Nepal to license third GSM operator to boost competition

13 Dec 2012

National regulator the Nepal Telecommunications Authority (NTA) is considering plans to issue a third mobile licence to a GSM operator in the country, as it looks to galvanise competition in the local market. MyRepublica reports the agency’s new chairman Digambar Jha as saying that the market has become imbalanced in recent years due to Nepal Telecom (NT) deteriorating badly, and leaving privately owned rival Spice Nepal (Ncell) to grow ‘without competition’. The NTA official says such a situation is to the detriment of end users and that introducing competition from another GSM operator from the private sector is ‘critical’ to redress the current shortfalls. The NTA’s plan, Jha said, is to award a GSM licence to one of the country’s three rural telecoms operators or limited mobility service (LMS) providers, through the issuance of a unified licence. ‘Instead of introducing a new player, we will award the licence to one of the existing operators,’ he said, hinting that Smart Telecom or United Telecom Limited (UTL) have already applied for a unified licence and are expected to get the authority’s approval ‘soon’.

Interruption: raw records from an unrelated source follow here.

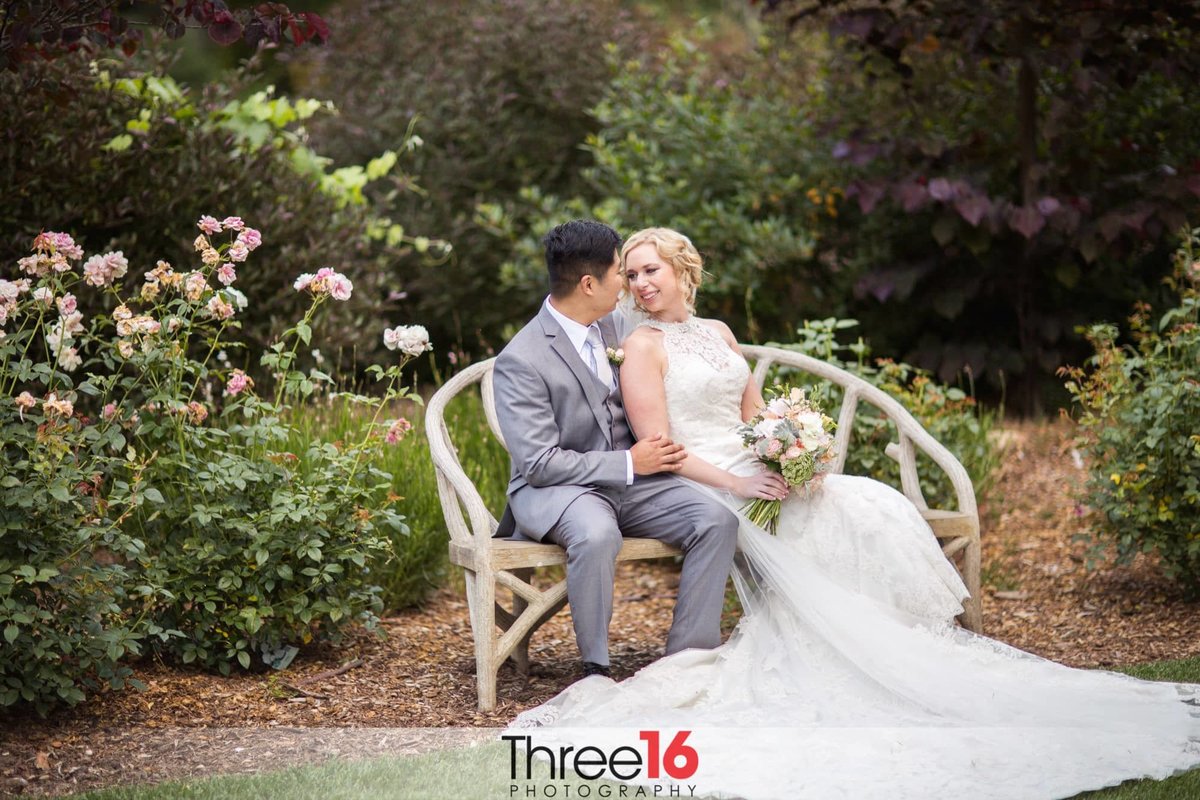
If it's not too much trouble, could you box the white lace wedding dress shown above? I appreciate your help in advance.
[514,320,1200,800]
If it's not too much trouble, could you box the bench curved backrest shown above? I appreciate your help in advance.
[425,344,978,545]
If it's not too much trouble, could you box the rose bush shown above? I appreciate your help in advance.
[0,216,428,712]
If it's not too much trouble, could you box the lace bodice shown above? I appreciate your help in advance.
[642,317,757,474]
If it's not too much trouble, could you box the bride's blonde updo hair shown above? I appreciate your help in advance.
[620,228,704,314]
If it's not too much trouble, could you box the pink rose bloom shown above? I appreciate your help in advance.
[104,255,130,286]
[133,314,162,333]
[329,275,354,300]
[209,294,233,319]
[224,369,254,396]
[184,272,209,302]
[187,401,209,425]
[384,417,413,445]
[17,255,43,275]
[238,228,263,251]
[83,255,109,287]
[59,311,83,336]
[227,241,250,261]
[196,215,221,235]
[32,231,83,260]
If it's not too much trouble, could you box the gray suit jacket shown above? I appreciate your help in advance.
[494,305,634,541]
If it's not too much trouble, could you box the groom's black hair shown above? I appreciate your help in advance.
[541,219,620,297]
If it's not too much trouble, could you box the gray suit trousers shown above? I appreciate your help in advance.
[546,475,738,664]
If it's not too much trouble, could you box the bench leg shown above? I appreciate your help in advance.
[509,567,536,675]
[467,570,499,711]
[962,539,983,633]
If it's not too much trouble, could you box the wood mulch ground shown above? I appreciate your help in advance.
[0,422,1200,795]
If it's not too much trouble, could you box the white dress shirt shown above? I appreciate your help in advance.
[546,296,634,486]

Last month, TeleGeography’s CommsUpdate reported that four out of six telecoms service providers in Nepal had applied for the new unified service licences being offered by the regulator. The four – NT, Ncell, Smart Telecom and UTL – all submitted applications on or by 27 September, and began paying the requisite licence, royalty and frequency fees stated as a condition of obtaining a unified licence. At the time NTA director Ananda Raj Khanal added that UTL and Smart – like NT and Ncell – would be eligible to offer GSM and 3G mobile services if their bids are approved. The government of Nepal ratified the planned introduction of a unified licensing scheme in May 2012, allowing network operators to deliver fixed, mobile and data services on a single licence in return for a fee of NPR357.50 million (USD4.09 million) and the agreement to pay a licence renewal fee of NPR20.13 billion for ten years. Jha told the paper that he has already instructed relevant officials within the NTA to confirm whether or not those applying for unified licences have fulfilled their existing licensing conditions.